I agree with this. Generally people use something like G5RV dimensions for better matching. Since you won't have any trouble matching either with this setup, go for the 80 meter dipole.
Originally Posted by AD4J
20 feet is pretty lousy. No antenna for 40, and even worse for 80, is going to perform well 20 feet off the ground. You'll have good local contacts, pretty good regional contacts under 1000 miles, and the rest will be rare and sheer luck. This is from experience using a dipole at 20 feet of 40 and 80 meters.
You really need height to make a dipole perform well. 20 feet isn't even a quarter wave high on 40. The antenna pattern will be putting most of your radiated energy straight up... hence the term cloud burner...
Focus on getting the antenna high and in the clear. That is going to be much more critical to the performance than whether you cut it as a G5RV or 80 meter dipole.
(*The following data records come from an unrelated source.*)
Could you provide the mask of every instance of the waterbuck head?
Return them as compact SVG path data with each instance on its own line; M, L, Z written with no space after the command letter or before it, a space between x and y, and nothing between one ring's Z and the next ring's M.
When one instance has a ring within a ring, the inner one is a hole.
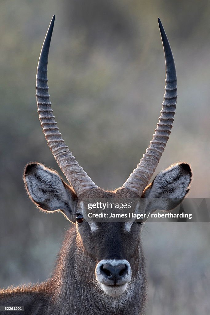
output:
M138 212L147 214L157 209L170 210L187 194L191 173L190 166L185 163L173 164L162 171L148 185L164 151L175 113L177 88L173 58L158 19L166 77L157 127L145 153L122 186L114 191L105 191L98 187L79 166L62 139L53 115L47 73L54 21L54 17L40 55L36 95L39 120L48 144L70 185L65 183L56 171L38 163L26 166L24 180L29 196L39 208L49 212L60 210L76 227L78 250L88 258L86 263L88 266L83 266L84 274L81 276L88 279L88 275L86 273L92 272L100 288L99 292L117 298L129 291L129 286L138 277L139 281L144 281L140 239L141 225L135 219L126 223L103 223L94 222L91 218L85 219L84 212L87 210L85 202L97 198L156 198L156 203L153 202L152 206L147 204L144 209L136 209ZM160 203L160 198L164 198L163 205Z

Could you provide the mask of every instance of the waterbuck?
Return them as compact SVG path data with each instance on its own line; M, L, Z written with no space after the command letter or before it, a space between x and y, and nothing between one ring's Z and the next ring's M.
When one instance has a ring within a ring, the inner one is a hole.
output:
M79 166L62 139L53 115L47 72L54 21L54 16L40 55L36 95L43 132L70 185L56 171L37 163L26 165L24 179L30 198L38 208L47 212L59 210L73 224L50 278L34 286L2 290L0 304L24 306L25 315L139 315L144 313L146 299L142 225L135 219L126 223L85 220L84 202L97 198L156 199L156 203L137 209L147 214L156 209L173 209L188 192L192 174L185 163L173 164L148 185L164 151L175 113L177 79L172 52L158 19L166 77L157 127L146 152L123 185L114 191L105 191ZM160 198L164 198L164 206Z

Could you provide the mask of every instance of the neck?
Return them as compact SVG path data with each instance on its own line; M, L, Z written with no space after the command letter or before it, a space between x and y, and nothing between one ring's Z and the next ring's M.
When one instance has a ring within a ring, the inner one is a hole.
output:
M140 244L137 252L140 268L134 270L127 291L116 298L105 294L95 279L96 262L85 251L76 228L73 226L66 235L50 281L53 295L50 313L142 314L145 304L146 281Z

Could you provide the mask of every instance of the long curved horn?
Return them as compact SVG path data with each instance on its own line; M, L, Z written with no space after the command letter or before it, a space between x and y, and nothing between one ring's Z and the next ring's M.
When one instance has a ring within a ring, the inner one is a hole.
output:
M51 108L47 84L47 66L54 20L54 15L44 41L37 67L36 96L38 112L48 144L61 170L78 196L85 190L98 186L79 166L64 143Z
M159 162L171 133L177 96L177 78L173 57L164 29L159 18L159 28L166 60L166 86L161 114L152 140L146 153L122 187L141 196Z

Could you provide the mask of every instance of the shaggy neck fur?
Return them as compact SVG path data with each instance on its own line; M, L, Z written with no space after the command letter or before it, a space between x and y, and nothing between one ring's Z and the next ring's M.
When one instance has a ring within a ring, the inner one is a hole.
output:
M135 257L132 258L130 262L133 272L131 283L127 291L117 298L110 296L101 290L95 279L96 262L88 255L75 227L72 226L66 236L50 281L53 295L50 302L49 314L143 314L146 281L140 244L134 254ZM136 262L135 265L132 264L132 261Z

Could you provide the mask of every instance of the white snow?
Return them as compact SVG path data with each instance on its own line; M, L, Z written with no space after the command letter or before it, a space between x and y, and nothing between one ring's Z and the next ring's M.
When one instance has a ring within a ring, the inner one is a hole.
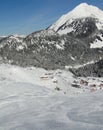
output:
M96 6L88 5L86 3L82 3L75 7L69 13L63 15L56 23L54 23L49 29L54 29L55 31L58 30L60 26L62 26L66 22L72 22L74 19L78 18L86 18L86 17L93 17L97 19L97 27L99 29L103 28L103 11L97 8ZM66 34L70 32L71 29L64 29L61 30L60 34Z
M99 35L100 40L96 39L93 43L91 43L90 48L102 48L103 47L103 37L102 35Z
M73 80L65 70L0 65L0 130L102 130L103 91L83 93Z

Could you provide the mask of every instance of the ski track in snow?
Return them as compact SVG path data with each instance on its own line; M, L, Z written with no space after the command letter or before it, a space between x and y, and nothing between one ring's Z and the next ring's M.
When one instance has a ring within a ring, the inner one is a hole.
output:
M0 130L103 130L103 91L64 95L40 81L44 73L0 65ZM59 76L73 80L68 73Z

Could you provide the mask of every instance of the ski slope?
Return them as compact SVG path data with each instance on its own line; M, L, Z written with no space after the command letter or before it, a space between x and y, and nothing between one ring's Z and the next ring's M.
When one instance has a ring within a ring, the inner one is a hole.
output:
M68 71L0 65L0 130L102 130L103 90L83 93L73 80Z

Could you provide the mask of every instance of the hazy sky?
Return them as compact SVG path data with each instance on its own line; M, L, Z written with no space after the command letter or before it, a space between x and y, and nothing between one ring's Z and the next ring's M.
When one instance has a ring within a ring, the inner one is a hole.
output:
M0 35L45 29L84 2L103 10L103 0L0 0Z

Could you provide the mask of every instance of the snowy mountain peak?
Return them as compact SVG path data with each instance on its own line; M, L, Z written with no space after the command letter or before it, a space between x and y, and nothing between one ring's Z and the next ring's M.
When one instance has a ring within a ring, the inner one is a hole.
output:
M73 28L66 27L70 25L74 20L88 17L97 20L97 28L103 28L103 11L96 6L88 5L87 3L81 3L69 13L63 15L57 22L50 26L49 29L54 29L56 32L60 34L66 34L73 30ZM62 29L62 32L59 32L58 30L60 29L60 27L63 27L64 24L66 25L64 27L65 30Z

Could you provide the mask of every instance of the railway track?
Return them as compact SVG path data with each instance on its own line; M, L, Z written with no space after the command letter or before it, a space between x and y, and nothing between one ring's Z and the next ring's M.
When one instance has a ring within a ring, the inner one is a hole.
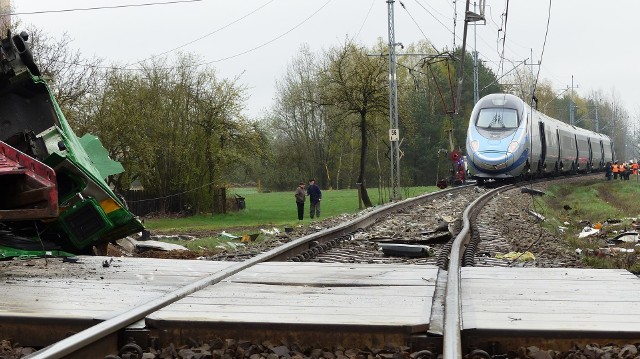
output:
M138 322L170 303L266 261L288 261L292 266L295 266L296 262L437 265L445 275L438 277L438 281L442 280L443 283L438 285L440 293L434 301L439 303L434 303L434 307L442 307L444 310L440 314L443 318L442 322L435 321L433 323L435 329L432 328L431 332L435 333L436 338L440 336L436 341L441 340L441 345L435 346L439 349L431 346L427 351L414 353L414 357L435 357L435 353L439 352L444 358L463 358L468 348L464 347L465 339L461 327L462 266L465 263L481 266L492 264L487 257L477 254L493 251L493 249L487 249L487 243L490 243L489 246L494 246L491 242L504 240L502 233L494 228L488 228L487 221L490 213L495 211L495 207L492 207L495 204L492 204L492 201L495 201L498 196L504 196L509 190L513 191L514 188L515 186L505 186L493 190L480 190L473 186L460 187L383 206L339 226L293 239L274 248L263 249L261 253L253 253L248 259L234 263L224 270L168 293L144 306L105 320L27 358L73 357L74 353L84 347ZM450 233L450 239L443 240L446 236L442 232ZM474 239L477 241L475 244L473 244ZM424 246L428 247L428 250L425 250L428 253L422 252L420 256L388 256L379 249L384 244L390 244L393 251L397 250L394 245L415 245L420 242L428 243ZM504 244L498 244L493 248L503 247L505 247ZM505 266L504 262L494 264ZM572 266L575 263L542 261L539 264L541 266L553 264L561 267L562 265ZM513 340L508 342L514 343ZM490 355L489 352L476 350L469 358L489 358L495 354Z

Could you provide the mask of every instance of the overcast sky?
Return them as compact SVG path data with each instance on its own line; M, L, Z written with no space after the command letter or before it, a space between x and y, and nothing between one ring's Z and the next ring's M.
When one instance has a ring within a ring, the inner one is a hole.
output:
M260 116L271 106L275 80L302 44L321 51L346 37L366 46L377 38L388 41L386 0L174 0L167 5L27 14L170 1L19 0L13 6L22 22L54 37L67 32L74 49L107 63L130 64L192 42L178 51L198 54L222 77L239 76L248 88L250 116ZM404 8L400 1L394 3L396 42L409 44L426 37L438 49L450 49L454 41L456 46L462 44L465 1L455 6L455 37L453 1L402 3ZM506 0L486 0L486 4L487 23L477 26L477 47L480 58L496 73L525 59L542 61L540 77L551 81L558 93L571 86L573 76L576 93L587 97L599 91L605 100L615 97L632 118L639 116L634 40L640 1L552 1L544 54L549 1L511 1L508 12ZM468 41L471 51L473 29ZM466 85L464 91L472 91L471 84Z

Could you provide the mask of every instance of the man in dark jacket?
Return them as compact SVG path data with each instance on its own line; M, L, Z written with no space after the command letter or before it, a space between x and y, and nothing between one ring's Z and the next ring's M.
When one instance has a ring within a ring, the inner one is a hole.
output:
M320 201L322 200L322 191L320 191L320 187L316 186L316 180L313 178L309 180L307 194L309 195L309 207L311 209L309 216L311 219L313 219L313 217L320 218Z

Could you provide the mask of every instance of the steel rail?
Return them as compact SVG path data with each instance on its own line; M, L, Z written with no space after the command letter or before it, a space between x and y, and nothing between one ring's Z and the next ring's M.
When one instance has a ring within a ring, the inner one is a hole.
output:
M482 208L489 200L497 194L514 188L508 185L493 189L473 201L462 214L463 227L456 236L449 259L446 300L444 308L444 328L442 354L447 359L462 359L462 301L460 298L460 270L462 268L462 255L464 248L471 239L471 218L474 213Z
M466 187L469 187L469 186L449 188L442 191L423 194L414 198L408 198L399 202L392 202L384 206L381 206L380 208L377 208L362 216L359 216L353 220L344 222L343 224L340 224L338 226L327 228L320 232L298 238L294 241L291 241L282 246L274 248L268 252L259 254L246 261L231 265L230 267L220 270L192 284L189 284L187 286L174 290L170 293L167 293L144 305L135 307L113 318L107 319L99 324L96 324L72 336L69 336L57 343L54 343L45 348L42 348L26 356L25 358L28 358L28 359L63 358L67 355L70 355L90 345L91 343L98 341L99 339L106 337L107 335L115 333L116 331L123 329L126 326L131 325L143 319L148 314L151 314L173 302L176 302L210 285L216 284L258 263L265 262L268 260L278 260L278 259L285 258L286 256L289 256L293 253L302 252L306 248L303 248L303 249L300 249L300 248L303 247L304 244L308 244L311 241L326 241L331 238L335 238L336 236L341 236L346 233L353 232L359 228L365 228L373 224L377 219L391 212L399 211L406 207L415 205L419 202L444 196L448 193L453 193Z

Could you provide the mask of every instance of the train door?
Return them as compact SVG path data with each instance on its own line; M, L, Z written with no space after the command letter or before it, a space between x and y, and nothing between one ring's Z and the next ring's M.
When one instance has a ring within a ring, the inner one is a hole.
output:
M547 137L544 131L544 122L538 122L540 131L540 159L538 160L538 173L544 172L544 161L547 158Z

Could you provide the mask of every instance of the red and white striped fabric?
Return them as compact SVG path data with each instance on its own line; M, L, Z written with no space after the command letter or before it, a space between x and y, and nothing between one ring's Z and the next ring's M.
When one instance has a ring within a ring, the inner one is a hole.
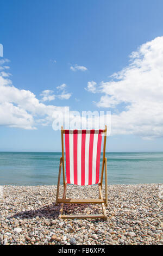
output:
M65 130L66 178L79 185L99 182L102 130Z

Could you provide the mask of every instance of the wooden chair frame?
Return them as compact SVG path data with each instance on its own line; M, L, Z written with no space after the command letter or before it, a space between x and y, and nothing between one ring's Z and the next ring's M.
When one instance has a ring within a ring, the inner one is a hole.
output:
M98 199L72 199L66 198L66 191L67 187L67 181L65 178L65 160L64 160L64 134L65 133L65 130L63 126L61 126L61 144L62 144L62 156L60 159L60 164L59 169L59 175L58 180L57 191L56 195L55 204L57 205L58 203L61 203L61 208L59 211L59 217L61 218L103 218L107 219L106 212L105 208L108 206L108 178L107 178L107 159L105 157L105 148L106 142L106 131L107 126L105 125L105 129L103 130L103 133L104 133L104 145L103 145L103 162L102 167L102 173L101 177L101 181L98 183L99 189L99 198ZM103 184L104 169L105 167L105 198L103 198L102 193L102 187ZM64 193L62 198L59 198L59 192L60 175L61 172L61 168L62 167L63 171L63 183L64 183ZM96 215L62 215L63 208L64 204L101 204L103 214L96 214Z

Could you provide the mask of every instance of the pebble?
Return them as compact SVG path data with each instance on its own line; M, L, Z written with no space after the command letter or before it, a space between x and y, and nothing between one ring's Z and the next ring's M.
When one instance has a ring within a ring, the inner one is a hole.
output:
M14 231L16 233L20 233L22 231L22 229L20 228L14 228Z
M59 219L60 205L54 203L56 186L4 186L4 200L0 201L0 244L163 245L160 185L109 185L106 221ZM61 194L62 185L60 190ZM72 185L67 191L67 198L99 196L95 186ZM64 205L64 214L88 212L100 214L101 205Z
M70 242L71 245L76 245L77 243L77 241L76 241L76 240L75 238L74 237L72 237L70 240Z

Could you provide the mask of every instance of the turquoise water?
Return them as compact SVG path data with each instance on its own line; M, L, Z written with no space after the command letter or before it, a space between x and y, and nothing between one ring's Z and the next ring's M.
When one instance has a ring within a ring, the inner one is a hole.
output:
M0 153L0 185L56 185L60 156L60 153ZM109 184L163 182L163 153L109 153L106 156Z

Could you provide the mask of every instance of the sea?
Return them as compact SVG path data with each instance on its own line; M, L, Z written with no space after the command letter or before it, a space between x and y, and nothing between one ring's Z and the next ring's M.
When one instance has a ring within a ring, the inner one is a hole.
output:
M0 185L57 185L61 156L61 153L0 152ZM163 153L106 153L106 157L108 184L163 182ZM102 162L102 153L101 169Z

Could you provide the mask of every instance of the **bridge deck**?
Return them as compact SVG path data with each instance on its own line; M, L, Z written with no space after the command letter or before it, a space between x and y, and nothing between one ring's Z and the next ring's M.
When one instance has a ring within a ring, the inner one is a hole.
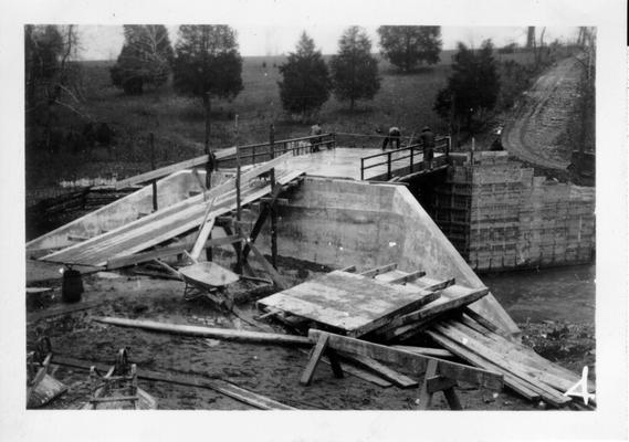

Height has a huge impact. Even another 20 feet would probably make a big difference. A half wavelength high (70 feet on 40 meters) would be much better.
That would be my choice too...if you have the real estate and the copper. Next choice for me would be a TRAP dipole for 80 / 40
Originally Posted by WA4OTD
"The more you know, the less you don't know."
If he doesn't have coax and he is using twin lead and a manual tuner, what advantage does cutting two antennas give him vs tuning one 80 meter dipole?
Especially at 20 feet.
Get them up to 100 feet, with two resonant antennas and proper coax and it might make a difference.
Even still, twin lead let alone ladder line is pretty low losses matched or unmatched at 3.5-7MHz
I'm not sure I understand the advice.
A more predictable pattern. An 80 meter dipole on 40 meters has some pretty sharp nulls. This may or may not be a problem...but if they happen to lie in the wrong direction it could be pretty obnoxious!
Originally Posted by AE2CS
"The more you know, the less you don't know."
I started to post the antenna wouldn't be very directive on 40 meters at a height of 20 feet. Fortunately, I modeled it before posting that misinformation. The 135' dipole will have nulls 30 dB deep off the ends (at 15 degrees elevation) on 40 meters. With a 67' dipole the nulls are only 5 dB. So, a separate dipole for 40 meters would give wider coverage on that band.
A fan dipole may give similar coverage and has the advantage of a single feed line, but I haven't modeled that.
You mentioned a fan dipole with 125' and 102' in the original post for this thread. If you erect fan dipoles, I think you would be happier a half wavelength for each band - about 135' for 80 meters and 67' for 40 meters.